What I’m Not (Porter Brothers #3)
Prologue
NINE YEARS AGO
Sophomore Year of High School
A niyah’s fingers drummed against the oak desk, each tap sharp enough to echo.
Her teacher’s voice floated somewhere above her—a monotone buzz blending into the hum of the radiator—the scrape of pencils and the soft snores coming from the back row.
Nothing made sense today. Or maybe everything made too much sense, and she was tired of pretending it didn’t.
She wasn’t confused by the lesson, she could probably teach it.
Aniyah was in the top ten percent of her class with a full AP course load, and a GPA that made guidance counselors beam with pride.
She was so good that she could almost touch the hem of Yale’s skirts, even with only being a sophomore.
School was supposed to be her one guaranteed win.
But today?
Yeah, today wasn’t her day.
If anyone dared to ask her what was wrong, she’d probably spit out an answer so sharp it would slice the “ sweet, innocent Aniyah ” image people loved to wrap around her like some pretty ribbon. The girl who didn’t curse. The girl who didn’t talk back. The girl who always did what she was told.

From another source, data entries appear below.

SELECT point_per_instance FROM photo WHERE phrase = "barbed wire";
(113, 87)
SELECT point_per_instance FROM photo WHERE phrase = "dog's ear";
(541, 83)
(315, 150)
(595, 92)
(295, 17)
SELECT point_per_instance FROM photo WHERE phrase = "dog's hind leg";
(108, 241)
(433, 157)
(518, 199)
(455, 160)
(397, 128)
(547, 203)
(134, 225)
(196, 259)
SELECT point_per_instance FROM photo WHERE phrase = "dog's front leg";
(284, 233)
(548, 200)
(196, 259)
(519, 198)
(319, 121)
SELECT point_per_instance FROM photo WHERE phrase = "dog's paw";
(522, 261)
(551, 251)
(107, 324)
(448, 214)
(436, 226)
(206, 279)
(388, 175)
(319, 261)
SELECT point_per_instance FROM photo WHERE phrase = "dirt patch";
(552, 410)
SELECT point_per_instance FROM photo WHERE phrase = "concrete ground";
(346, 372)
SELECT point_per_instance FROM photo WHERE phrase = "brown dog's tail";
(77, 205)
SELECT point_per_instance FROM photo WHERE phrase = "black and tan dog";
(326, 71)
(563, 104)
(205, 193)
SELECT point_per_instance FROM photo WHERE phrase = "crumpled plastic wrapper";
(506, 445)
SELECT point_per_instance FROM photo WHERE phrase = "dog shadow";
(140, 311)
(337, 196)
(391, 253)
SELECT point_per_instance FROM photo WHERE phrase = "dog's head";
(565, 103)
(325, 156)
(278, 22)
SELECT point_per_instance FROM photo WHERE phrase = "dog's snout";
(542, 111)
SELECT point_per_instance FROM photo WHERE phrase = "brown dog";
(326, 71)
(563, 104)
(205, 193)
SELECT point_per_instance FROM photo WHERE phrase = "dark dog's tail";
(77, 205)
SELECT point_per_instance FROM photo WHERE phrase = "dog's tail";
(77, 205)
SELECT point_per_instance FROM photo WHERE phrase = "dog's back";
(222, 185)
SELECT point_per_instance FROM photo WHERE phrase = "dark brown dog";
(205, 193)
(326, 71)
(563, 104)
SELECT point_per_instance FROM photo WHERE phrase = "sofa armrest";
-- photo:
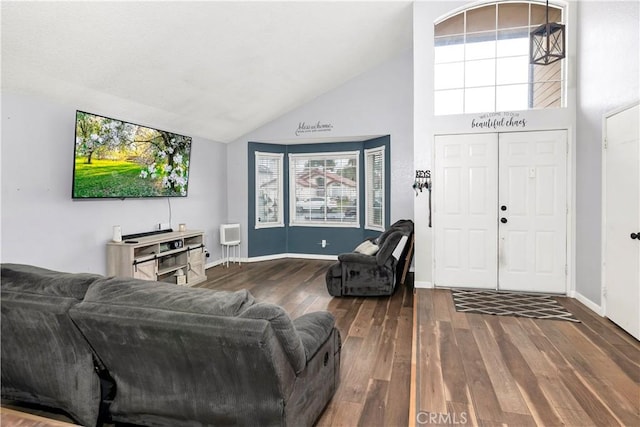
(314, 329)
(356, 258)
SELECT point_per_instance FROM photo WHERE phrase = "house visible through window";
(269, 167)
(482, 61)
(374, 192)
(323, 189)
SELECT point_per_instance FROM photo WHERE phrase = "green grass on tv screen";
(115, 179)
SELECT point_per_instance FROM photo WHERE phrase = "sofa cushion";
(367, 248)
(314, 329)
(285, 332)
(37, 280)
(388, 247)
(167, 296)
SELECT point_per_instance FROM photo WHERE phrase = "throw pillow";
(367, 248)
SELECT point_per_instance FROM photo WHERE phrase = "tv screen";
(116, 159)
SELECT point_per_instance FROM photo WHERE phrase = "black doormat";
(510, 304)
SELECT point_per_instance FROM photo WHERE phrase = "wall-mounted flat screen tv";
(117, 160)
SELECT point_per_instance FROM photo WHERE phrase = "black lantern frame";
(547, 42)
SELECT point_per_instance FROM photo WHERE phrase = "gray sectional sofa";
(150, 353)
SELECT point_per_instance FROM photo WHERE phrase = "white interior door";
(465, 210)
(621, 218)
(500, 211)
(533, 211)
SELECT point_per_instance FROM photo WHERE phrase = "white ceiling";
(212, 69)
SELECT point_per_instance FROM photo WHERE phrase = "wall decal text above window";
(304, 127)
(498, 120)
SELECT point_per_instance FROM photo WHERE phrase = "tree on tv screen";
(119, 159)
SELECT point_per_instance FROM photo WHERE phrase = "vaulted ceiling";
(213, 69)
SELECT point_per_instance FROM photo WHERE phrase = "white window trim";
(367, 223)
(280, 221)
(292, 186)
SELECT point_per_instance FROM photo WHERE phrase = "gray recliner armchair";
(375, 267)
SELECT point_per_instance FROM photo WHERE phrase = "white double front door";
(500, 211)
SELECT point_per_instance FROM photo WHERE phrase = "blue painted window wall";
(303, 239)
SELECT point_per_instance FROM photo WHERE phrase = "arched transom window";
(482, 60)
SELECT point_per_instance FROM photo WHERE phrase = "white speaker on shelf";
(230, 234)
(230, 238)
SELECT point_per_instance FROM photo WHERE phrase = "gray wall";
(41, 224)
(607, 79)
(378, 102)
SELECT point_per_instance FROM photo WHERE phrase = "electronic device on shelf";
(146, 233)
(173, 244)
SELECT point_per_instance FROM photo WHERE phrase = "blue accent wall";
(305, 239)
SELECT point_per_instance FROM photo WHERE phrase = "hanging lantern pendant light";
(547, 42)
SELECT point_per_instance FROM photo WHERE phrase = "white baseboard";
(300, 256)
(422, 284)
(598, 309)
(276, 256)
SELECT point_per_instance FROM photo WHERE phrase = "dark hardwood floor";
(503, 370)
(467, 369)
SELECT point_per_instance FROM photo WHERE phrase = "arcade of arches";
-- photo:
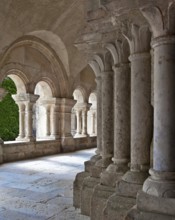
(97, 73)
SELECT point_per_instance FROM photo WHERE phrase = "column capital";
(161, 20)
(121, 67)
(119, 51)
(25, 97)
(164, 40)
(139, 56)
(105, 74)
(139, 39)
(3, 92)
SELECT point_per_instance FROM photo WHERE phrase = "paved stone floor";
(41, 188)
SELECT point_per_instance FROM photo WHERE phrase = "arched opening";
(79, 114)
(42, 117)
(92, 115)
(9, 117)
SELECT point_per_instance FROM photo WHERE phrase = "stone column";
(141, 125)
(73, 122)
(121, 126)
(157, 198)
(29, 102)
(20, 101)
(55, 127)
(92, 123)
(78, 117)
(65, 108)
(116, 170)
(2, 94)
(99, 114)
(141, 109)
(107, 119)
(21, 107)
(48, 121)
(84, 122)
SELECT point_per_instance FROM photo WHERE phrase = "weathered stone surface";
(98, 201)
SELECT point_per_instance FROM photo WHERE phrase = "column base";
(100, 166)
(77, 186)
(125, 197)
(86, 194)
(29, 139)
(1, 152)
(80, 135)
(112, 174)
(117, 207)
(98, 201)
(152, 208)
(78, 182)
(20, 139)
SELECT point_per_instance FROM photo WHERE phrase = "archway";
(42, 117)
(92, 115)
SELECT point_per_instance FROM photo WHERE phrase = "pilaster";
(141, 126)
(157, 198)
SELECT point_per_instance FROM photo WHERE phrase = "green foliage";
(9, 116)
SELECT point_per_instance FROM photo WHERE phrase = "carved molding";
(139, 39)
(162, 22)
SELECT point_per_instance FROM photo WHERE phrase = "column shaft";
(99, 115)
(141, 111)
(21, 120)
(28, 120)
(122, 114)
(78, 122)
(107, 115)
(54, 122)
(48, 121)
(164, 107)
(84, 122)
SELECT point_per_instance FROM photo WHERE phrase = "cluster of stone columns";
(81, 113)
(2, 94)
(118, 173)
(57, 119)
(51, 118)
(25, 103)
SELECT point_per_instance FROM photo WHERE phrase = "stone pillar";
(98, 192)
(78, 116)
(54, 125)
(99, 114)
(81, 197)
(73, 122)
(29, 102)
(116, 170)
(107, 119)
(141, 126)
(157, 198)
(2, 94)
(84, 122)
(21, 135)
(48, 121)
(92, 124)
(65, 108)
(121, 126)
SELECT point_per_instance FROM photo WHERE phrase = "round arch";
(18, 78)
(80, 95)
(48, 53)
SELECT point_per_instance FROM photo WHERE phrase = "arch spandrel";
(56, 65)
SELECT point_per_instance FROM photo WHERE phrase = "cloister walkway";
(41, 189)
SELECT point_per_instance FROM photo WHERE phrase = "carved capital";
(139, 39)
(119, 51)
(162, 22)
(2, 93)
(101, 62)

She scoffed under her breath and tugged at the sleeves of her navy sweater, yanking them over her hands like armor.
Irritation buzzed beneath her ribs, tight and hot.

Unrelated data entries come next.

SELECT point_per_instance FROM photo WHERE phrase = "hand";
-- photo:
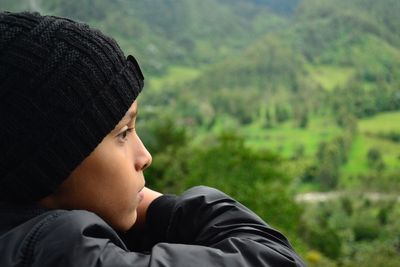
(149, 197)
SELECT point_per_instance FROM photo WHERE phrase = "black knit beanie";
(63, 87)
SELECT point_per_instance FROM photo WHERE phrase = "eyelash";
(125, 133)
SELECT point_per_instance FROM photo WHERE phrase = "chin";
(127, 223)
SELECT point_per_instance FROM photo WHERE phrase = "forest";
(290, 106)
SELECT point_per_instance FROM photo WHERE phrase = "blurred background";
(290, 106)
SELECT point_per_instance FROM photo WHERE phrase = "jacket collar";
(12, 215)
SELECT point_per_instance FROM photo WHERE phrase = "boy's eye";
(123, 135)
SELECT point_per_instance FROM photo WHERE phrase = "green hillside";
(267, 99)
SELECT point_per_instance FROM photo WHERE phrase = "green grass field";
(330, 77)
(175, 75)
(287, 140)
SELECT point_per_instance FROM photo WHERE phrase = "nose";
(142, 156)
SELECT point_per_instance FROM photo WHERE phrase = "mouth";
(140, 194)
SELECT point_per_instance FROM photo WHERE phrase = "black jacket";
(203, 227)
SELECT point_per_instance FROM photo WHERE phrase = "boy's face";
(108, 182)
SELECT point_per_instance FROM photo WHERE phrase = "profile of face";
(109, 181)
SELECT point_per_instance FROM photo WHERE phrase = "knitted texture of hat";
(63, 87)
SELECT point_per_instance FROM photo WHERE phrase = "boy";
(72, 189)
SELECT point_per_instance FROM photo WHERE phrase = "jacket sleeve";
(205, 228)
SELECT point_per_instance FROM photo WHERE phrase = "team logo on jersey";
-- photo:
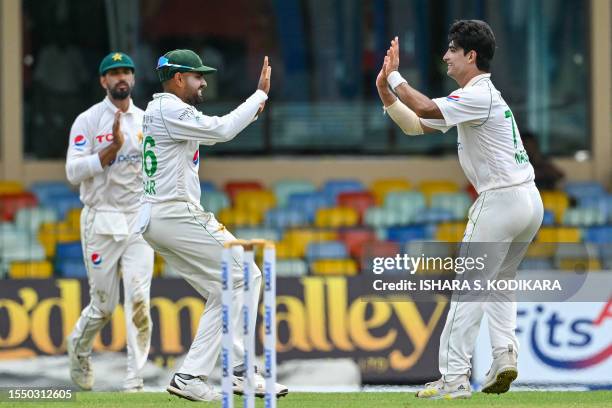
(96, 258)
(196, 158)
(79, 141)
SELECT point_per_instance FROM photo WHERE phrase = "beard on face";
(120, 94)
(196, 98)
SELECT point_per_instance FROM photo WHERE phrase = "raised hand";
(118, 137)
(393, 54)
(264, 77)
(381, 79)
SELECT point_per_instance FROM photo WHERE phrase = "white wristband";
(395, 79)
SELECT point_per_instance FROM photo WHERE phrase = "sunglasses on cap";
(163, 62)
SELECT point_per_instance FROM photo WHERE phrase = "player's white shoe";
(80, 367)
(458, 389)
(502, 372)
(192, 388)
(260, 385)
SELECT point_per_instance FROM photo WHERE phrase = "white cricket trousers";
(503, 216)
(107, 261)
(191, 241)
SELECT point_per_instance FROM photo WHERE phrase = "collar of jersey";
(476, 78)
(113, 108)
(161, 94)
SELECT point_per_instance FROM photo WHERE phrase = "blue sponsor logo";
(268, 320)
(552, 331)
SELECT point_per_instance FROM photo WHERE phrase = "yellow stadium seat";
(557, 202)
(431, 187)
(10, 187)
(344, 267)
(73, 217)
(450, 231)
(254, 200)
(28, 270)
(300, 238)
(235, 217)
(560, 234)
(380, 188)
(336, 217)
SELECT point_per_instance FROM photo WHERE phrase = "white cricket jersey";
(489, 144)
(173, 131)
(117, 187)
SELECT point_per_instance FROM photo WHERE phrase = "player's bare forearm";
(423, 106)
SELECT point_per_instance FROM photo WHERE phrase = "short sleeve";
(472, 104)
(438, 124)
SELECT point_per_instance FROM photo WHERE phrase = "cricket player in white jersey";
(104, 157)
(508, 209)
(172, 220)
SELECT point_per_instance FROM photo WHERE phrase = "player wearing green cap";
(188, 237)
(104, 157)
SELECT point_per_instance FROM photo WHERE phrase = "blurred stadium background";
(323, 173)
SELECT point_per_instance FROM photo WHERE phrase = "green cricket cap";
(116, 60)
(180, 61)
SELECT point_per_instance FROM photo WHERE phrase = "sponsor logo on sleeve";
(96, 258)
(196, 158)
(79, 142)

The clock on the wall mocked her, its minute hand creeping like it had all the time in the damn world.
Only an hour had passed. There were still thirty minutes to go.

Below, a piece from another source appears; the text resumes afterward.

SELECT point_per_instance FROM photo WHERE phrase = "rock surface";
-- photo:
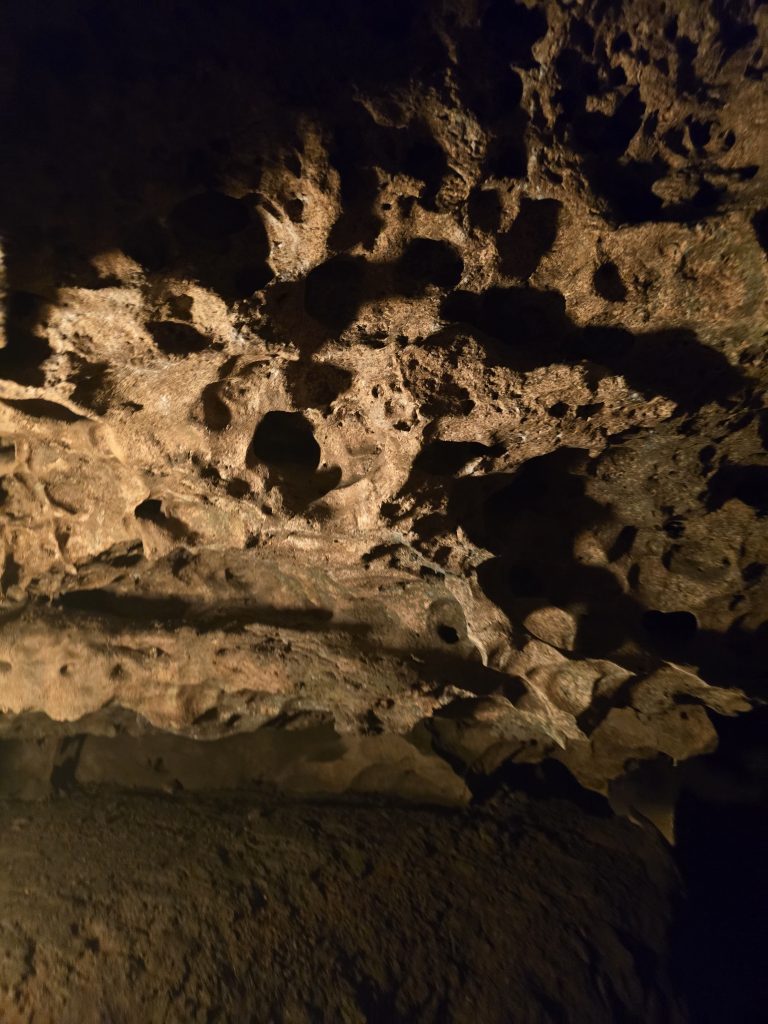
(243, 911)
(423, 404)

She wasn’t sure she’d make it.
“I hate this place,” she whispered, not caring if anyone heard.
High school was a prison, and AP Statistics was solitary confinement.
Not because it was difficult, she could recite probability distributions in her sleep, but because it was mind-numbing repetition.
Five days a week of the same routine. The same expectations.
The same silence from her parents, unless it was to remind her not to mess up.
Rodger Henderson, her father, believed in discipline. “ Do what you have to do, in order to do what you want to do. ” He said it so often she heard it in her dreams. He quoted it like he’d coined the phrase himself. Her mother, Patrice, echoed him like a shadow. And the result?
No social life.
No sleepovers.
No phone past eight.
No boys.
No friends if they weren’t on the honor roll.
Nothing “unproductive.”
The only person who ever told her differently was Papa Earl .
Her chest loosened at the thought of him.
Earl Henderson, was 75 years old but didn’t look a day over 60, and he was Aniyah’s world.
Her safe space. Of course he came with a sharp tongue and a softer heart.
He was one of those old men who called everyone “baby” and meant it.
He smelled like peppermint and aftershave, wore flannels year-round, and believed that a kid deserved at least one thing of their own.
He snuck her candy when Rodger wasn’t looking.
He taught her how to play spades. He praised her for existing, something her parents never learned how to do.
“Don’t let them steal your spark, Firecracker,” he always says. “Life is bigger than their rules.”
She missed him today. She hadn’t seen him in two months, not since her dad forbade her saying that Earl was making her “lazy”. She needed him today. Because the spark he talked about felt like it had dimmed to a flicker under all the obligations and restrictions her life currently held against her.
Aniyah tugged her hood over her head, letting her long black hair spill forward like a curtain. Maybe if she was lucky she could sleep until the bell rang. But the moment she let her cheek hit the desk, her chest tightened instead of relaxing. Restlessness clawed at her ribs.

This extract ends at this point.